Head judge on Bravo’s “Top Chef” television series Tom Colicchio promoted the need for healthy, affordable food at the Foggy Bottom FRESHFARM Market Wednesday afternoon.
The event was held at the market behind GW Hospital as a way to introduce “Good Food, Good Jobs,” an initiative in support of local farmers.
Colicchio – winner of the 2010 James Beard Outstanding Chef award – said he considers himself an activist for those who cannot feed themselves.
“Hopefully, people will listen,” Colicchio said of the Good Food, Good Jobs initiative. “All Americans need to eat, yet one in eight Americans is hungry.”
The hungry, he said, can include the elderly, the recently unemployed, the working poor and military families.
“When you think of someone that is hungry, you think of children in a third-world country, but hunger now looks like the elderly who have to make decisions between medication and food,” he said.
Colicchio said food should be grown as locally as possible, adding by avoiding processed food, one is nurturing oneself, the farmer and the farmer’s family.
“What do you want to eat?” Colicchio asked the audience. “If you are what you eat, we’re going to turn into a bunch of chemicals and overly processed nonsense. Go out and find your local farmer, support your local farmer and just eat something that’s better for you.”
Colicchio is in D.C. filming “Top Chef,” which uses ingredients from farms across the country.
The event was hosted by the Progressive Policy Institute, a public policy group specializing in helping the environment.
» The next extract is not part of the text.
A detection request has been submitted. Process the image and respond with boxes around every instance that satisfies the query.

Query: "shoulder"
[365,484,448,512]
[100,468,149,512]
At the event, Dr. Kathleen Merrigan, deputy secretary of the U.S. Department of Agriculture, emphasized the importance of shopping at local markets like FRESHFARM not only to ensure healthier eating, but also to support farmers.
“I hope everybody shops here and shops often,” Merrigan said.
Ann Yonkers, co-director of FRESHFARM Markets, ended the event by encouraging the approximately 120 people in attendance to buy locally grown food from local farmers, not only to be healthy and bolster employment, but also because the food tastes better.
“We just celebrated Earth Day, but Earth Day is every day to the farmer,” she said.